Maybe I have to add that this is just a minimal example of a larger code base. I am aware of that multiple free. To overcome that issue I tried to use the #ifdef in the destructor. The multiple free would of course also occur if one would create more “host copies” that would get free’d after main has finished.

It is intended that I use the default copy constructor because I want the same pointer in the device function and not a deep copy since in device code the same buffer must be writeable and copieable back to host. If one would create a deep copy the “output” of the kernel (the changed buffer) would never be visible because the deep copy would get destroyed right after the kernel has finished.

What I want to achieve is some sort of smart RAII behavior:
for host: create memory on device and delete if the scope of the object ends. (and also make deep copies, but for that minimal example that does not matter)
for device: create flat copies and do not delete when scope ends.
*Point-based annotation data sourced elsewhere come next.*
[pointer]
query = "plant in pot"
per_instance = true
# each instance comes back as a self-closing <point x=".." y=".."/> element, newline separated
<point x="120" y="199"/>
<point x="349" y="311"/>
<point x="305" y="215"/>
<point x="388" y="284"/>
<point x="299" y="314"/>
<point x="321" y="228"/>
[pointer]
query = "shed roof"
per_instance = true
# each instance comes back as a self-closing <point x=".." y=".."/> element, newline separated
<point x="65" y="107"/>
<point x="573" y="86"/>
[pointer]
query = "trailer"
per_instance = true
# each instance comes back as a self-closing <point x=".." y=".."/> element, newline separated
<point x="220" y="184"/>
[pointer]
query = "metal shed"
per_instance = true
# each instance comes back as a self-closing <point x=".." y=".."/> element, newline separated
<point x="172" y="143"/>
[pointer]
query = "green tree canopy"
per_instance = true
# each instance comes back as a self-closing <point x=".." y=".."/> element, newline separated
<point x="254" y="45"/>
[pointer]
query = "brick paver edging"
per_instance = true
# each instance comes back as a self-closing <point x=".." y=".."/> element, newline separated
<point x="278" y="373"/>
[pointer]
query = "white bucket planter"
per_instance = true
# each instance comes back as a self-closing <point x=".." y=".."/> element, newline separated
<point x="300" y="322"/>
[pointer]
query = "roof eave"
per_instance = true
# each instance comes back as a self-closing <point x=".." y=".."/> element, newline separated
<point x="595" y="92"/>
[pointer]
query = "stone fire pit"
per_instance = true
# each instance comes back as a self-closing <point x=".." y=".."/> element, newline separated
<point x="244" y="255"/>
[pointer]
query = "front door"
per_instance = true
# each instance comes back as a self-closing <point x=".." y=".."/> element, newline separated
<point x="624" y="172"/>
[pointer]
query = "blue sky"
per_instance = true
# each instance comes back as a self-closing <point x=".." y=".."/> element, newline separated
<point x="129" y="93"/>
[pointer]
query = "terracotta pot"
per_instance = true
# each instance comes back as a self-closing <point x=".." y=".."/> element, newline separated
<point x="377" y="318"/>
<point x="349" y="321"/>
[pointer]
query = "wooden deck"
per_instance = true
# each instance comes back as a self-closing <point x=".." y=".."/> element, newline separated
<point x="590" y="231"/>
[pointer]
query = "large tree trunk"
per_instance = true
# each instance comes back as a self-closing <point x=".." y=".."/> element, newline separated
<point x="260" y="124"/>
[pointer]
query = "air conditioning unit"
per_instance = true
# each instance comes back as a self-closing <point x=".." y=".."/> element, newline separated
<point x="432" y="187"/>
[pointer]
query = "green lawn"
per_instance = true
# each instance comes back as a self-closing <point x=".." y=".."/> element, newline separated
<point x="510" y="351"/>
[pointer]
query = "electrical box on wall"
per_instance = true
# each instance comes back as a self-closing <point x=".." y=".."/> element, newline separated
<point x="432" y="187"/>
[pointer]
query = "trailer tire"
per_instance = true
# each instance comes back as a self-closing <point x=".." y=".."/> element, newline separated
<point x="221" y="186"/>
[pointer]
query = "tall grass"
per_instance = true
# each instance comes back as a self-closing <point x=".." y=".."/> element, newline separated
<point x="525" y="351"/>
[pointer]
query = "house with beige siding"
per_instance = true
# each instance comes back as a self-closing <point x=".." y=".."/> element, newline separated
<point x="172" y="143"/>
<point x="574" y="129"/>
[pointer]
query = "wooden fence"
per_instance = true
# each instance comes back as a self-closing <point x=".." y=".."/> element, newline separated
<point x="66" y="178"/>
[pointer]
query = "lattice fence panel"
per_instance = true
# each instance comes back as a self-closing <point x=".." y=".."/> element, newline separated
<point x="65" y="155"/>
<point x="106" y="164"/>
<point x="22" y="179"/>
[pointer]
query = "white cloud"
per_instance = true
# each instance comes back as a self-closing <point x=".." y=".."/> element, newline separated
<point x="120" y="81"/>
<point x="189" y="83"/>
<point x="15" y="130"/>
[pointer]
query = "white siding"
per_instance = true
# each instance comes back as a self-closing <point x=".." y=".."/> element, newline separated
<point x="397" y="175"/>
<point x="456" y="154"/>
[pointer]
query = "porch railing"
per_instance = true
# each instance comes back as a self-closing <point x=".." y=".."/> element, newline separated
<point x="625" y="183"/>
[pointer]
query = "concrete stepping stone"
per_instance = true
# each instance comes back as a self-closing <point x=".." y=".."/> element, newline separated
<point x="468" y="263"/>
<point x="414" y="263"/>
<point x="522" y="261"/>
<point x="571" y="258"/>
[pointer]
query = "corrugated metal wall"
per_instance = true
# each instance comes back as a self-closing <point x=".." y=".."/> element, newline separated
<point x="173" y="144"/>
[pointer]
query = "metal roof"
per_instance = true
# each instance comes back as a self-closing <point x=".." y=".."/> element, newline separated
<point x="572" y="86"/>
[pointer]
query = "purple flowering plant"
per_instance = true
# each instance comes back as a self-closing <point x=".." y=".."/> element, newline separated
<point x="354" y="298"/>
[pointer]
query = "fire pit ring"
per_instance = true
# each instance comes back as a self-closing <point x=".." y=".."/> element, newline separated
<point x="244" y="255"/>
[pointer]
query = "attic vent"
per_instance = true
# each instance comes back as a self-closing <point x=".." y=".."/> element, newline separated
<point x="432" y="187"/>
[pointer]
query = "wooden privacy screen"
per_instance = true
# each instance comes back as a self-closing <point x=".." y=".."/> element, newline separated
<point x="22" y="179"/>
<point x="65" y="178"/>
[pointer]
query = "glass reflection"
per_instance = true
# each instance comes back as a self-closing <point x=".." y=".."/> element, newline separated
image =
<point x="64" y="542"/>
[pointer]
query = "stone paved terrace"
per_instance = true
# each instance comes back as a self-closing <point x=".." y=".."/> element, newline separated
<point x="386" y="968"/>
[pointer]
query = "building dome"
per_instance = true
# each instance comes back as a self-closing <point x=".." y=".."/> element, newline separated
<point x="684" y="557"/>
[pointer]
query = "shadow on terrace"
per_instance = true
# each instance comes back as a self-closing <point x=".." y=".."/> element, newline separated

In my understanding the copy object in my minimal example would get created on the device since copy is only visible in the kernel function.

Is there a way to accomplish the behavior I want to create meaning create a device copy not a host copy?

The object copy is made in host code.

One possible method: you can pass the object by pointer. Allocate space for the object on the device using cudaMalloc. Copy the object from host to device using cudaMemcpy. Pass the pointer to device object copy and use that in your kernel code.

I think you could also create the object on the host using managed memory, and pass the object by reference to the device.

At the risk of repeating myself, this same problem would occur in ordinary CPU-only code, if you created a similar realization (an object copy would be made, and you would get a double free(), for example. Right?) If you solve the problem for that usage, that may instruct you how to solve it here.